By the time you read this in Dallas Voice, another round of legislation, litigation or cultural flashpoint will likely be underway somewhere in the country. None of it is accidental. It is coordinated, strategic and, perhaps most importantly, well-funded.
The reality we must face is this: While LGBTQ+ people and our allies have won extraordinary victories over the past decades, the opposition to our dignity has not weakened. It has evolved. It has organized. And it has invested, deeply and consistently, in building institutions, messaging pipelines, legal strategies and political power.
We are not facing a momentary backlash. We are facing a sustained movement.
And movements run on money. And our organizations are facing funding cuts at both the federal and local levels.
The funding gap we don’t talk about
Across the country, organizations aligned with what is often called the “religious right” benefit from vast, coordinated funding networks. These networks support think tanks, legal advocacy groups, media platforms and grassroots mobilization efforts. They train leaders, craft narratives and move quickly when opportunities arise.
By contrast, many LGBTQ+ organizations, especially those doing life-saving work at the local level, operate on thin margins. They stretch every dollar to provide services, advocate for justice and create spaces where people can live openly and safely.
Here in Dallas, we are blessed with a vibrant ecosystem of LGBTQ+ organizations. From community centers to advocacy groups to affirming faith communities like Cathedral of Hope, these institutions are doing transformative work every day.
They are feeding people, housing people, protecting youth, supporting mental health and standing up in the public square for our rights.
But too often, we are doing this work without the level of financial support needed to sustain and scale, it.
Visibility without investment is not enough
We are a community that shows up. We march. We celebrate Pride. We rally in moments of crisis. And those acts matter deeply.

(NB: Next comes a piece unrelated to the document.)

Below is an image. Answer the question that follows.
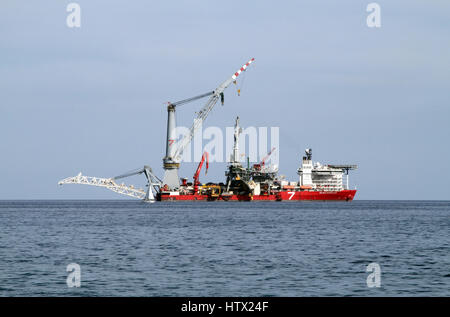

But visibility without investment leaves our institutions vulnerable.
It is not enough to believe in equality. We must fund it.
It is not enough to celebrate identity. We must sustain the organizations that protect it.
It is not enough to resist injustice. We must resource the infrastructure that makes resistance effective.
If we do not invest in our own community, we create a vacuum that others, those who oppose our full humanity, are more than willing to fill with their own vision for the future.
What our giving actually does
When we give to LGBTQ+ organizations, we are not making a symbolic gesture. We are making tangible change possible.
You are helping a young person find safe shelter instead of sleeping on the street.
You are ensuring that someone in crisis has access to mental health care.
You are supporting legal advocacy that challenges discriminatory laws.
You are empowering faith leaders and community organizers to speak a message of inclusion and justice in spaces where it is desperately needed.
You are building a future where the next generation does not have to fight the same battles we are fighting now.
This is not abstract. It is immediate. It is measurable. And it is essential.
A call to courageous generosity
The question before us is not whether the opposition is organized; they are. It is not whether they are funded; they are.
The question is whether we will match that commitment with our own.
Will we treat our organizations as optional or as essential?
Will we give what is convenient or what is needed?
Will we assume someone else will step up or recognize that the future of our community depends on all of us?
Courage is not only found in protest. It is found in investment. It is found in the quiet, consistent decision to give, to ensure that the work continues, that the voices are amplified and that the doors remain open for those who need them most.
The future is ours to fund.
We are at a pivotal moment. The gains of the past are not guaranteed in the future. But neither is regression inevitable. What happens next will depend, in no small part, on whether we are willing to fund the future we believe in.
So give.
Give generously.
Give consistently.
Give with the understanding that your dollars are not just donations; they are declarations — declarations that our lives matter. That our stories deserve to be told. That our community will not be out-organized or out-funded in the fight for dignity and justice.
Because if our faith, our identity and our future are worth defending, they are worth funding.
The Rev. Neil Thomas is senior pastor of Cathedral of Hope UCC.